As shown in Table 2, when the separator of Examples 1 to 4 according to the present invention does not significantly increase the resistance compared to the fabric, when using the separator of Comparative Example 1, the resistance is significantly increased. Can be.

In addition, it can be seen that the thickness of the comparative example expanded relatively much compared to the example, contributing to the increase in the resistance characteristics.

Therefore, when the cycle is performed using the battery using the separator according to Comparative Example 1, the output and cycle characteristics may decrease as the cycle progresses, the battery using the separator according to the present invention, the adhesion between the electrode and the separator By securing, while preventing the distortion of the electrode, there is an effect of minimizing the action of the adhesive layer as a resistance.

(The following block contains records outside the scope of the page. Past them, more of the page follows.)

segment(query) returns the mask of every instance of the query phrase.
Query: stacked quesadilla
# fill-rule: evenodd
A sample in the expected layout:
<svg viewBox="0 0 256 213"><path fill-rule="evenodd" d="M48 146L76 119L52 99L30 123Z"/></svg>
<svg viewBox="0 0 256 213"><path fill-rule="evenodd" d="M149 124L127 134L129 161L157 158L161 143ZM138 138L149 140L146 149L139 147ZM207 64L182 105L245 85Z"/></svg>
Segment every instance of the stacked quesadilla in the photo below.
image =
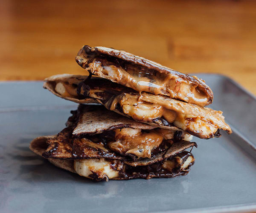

Those skilled in the art to which the present invention pertains will be able to perform various applications and modifications within the scope of the present invention based on the above contents.

Claims (17)

As a polyolefin separator having an adhesive layer on one side or both sides,
The adhesive layer,
Has a porosity of 50% to 99%,
A copolymer of a monomer mixture comprising at least one of hexafluoroethylene and hexafluoroprophylene and vinylidene fluoride,
Separator, characterized in that the hexafluoroethylene or hexafluoropropylene is contained in 0.1% to 18% of the total weight of the copolymer. The separation membrane of claim 1, wherein the hexafluoroethylene or hexafluoropropylene is contained in an amount of 1% to 18% based on the total weight of the copolymer. The separation membrane of claim 1, wherein the hexafluoroethylene or hexafluoropropylene is contained in an amount of 1% to 15% based on the total weight of the copolymer. The separator according to claim 1, wherein the copolymer has a molecular weight of 300,000 to 1,500,000 based on a weight average molecular weight (Mw). The separator according to claim 1, wherein the porosity of the adhesive layer is 55% to 80%. The separator as claimed in claim 1, wherein the adhesive layer is prepared by electrospinning or electrospraying. The separation membrane of claim 1, wherein the adhesive layer comprises at least one of modified polyvinyl alcohol and polyvinyl butyral. The separator according to claim 7, wherein the modified polyvinyl alcohol or polyvinyl butyral is contained in an amount of 0.5 to 30 parts by weight based on 100 parts by weight of the copolymer. The separator according to claim 7, wherein the modified polyvinyl alcohol or polyvinyl butyral is included in an amount of 1 to 10 parts by weight based on 100 parts by weight of the copolymer. The separation membrane of claim 1, wherein the adhesive layer has a thickness of 0.5 μm to 2.0 μm. The separation membrane of claim 1, wherein the coating amount of the adhesive layer is 0.1 g / m ² to 1.5 g / m ² . An electrode assembly comprising a separator according to any one of claims 1 to 11 interposed between an anode and a cathode, the anode and the cathode. The method of claim 12, wherein the electrode assembly is one or more electrodes and one or more separators are alternately stacked,
The electrode assembly, characterized in that the adhesive layer is formed between the electrode and the separator. The method of claim 12, wherein the electrode assembly is sequentially wound in a state in which the unit cells in which at least one electrode and the unit separator are stacked on the separation film,
The electrode assembly, characterized in that the adhesive layer is formed between the electrode and the unit separator and / or between the unit cells and the separation film. A lithium secondary battery comprising the electrode assembly according to claim 12. A device comprising at least one lithium secondary battery according to claim 15. The device of claim 16, wherein the device is any one selected from the group consisting of a mobile phone, a tablet computer, a notebook computer, a power tool, a wearable electronic device, an electric vehicle, a hybrid electric vehicle, a plug-in hybrid electric vehicle, and a power storage device. Device characterized in that.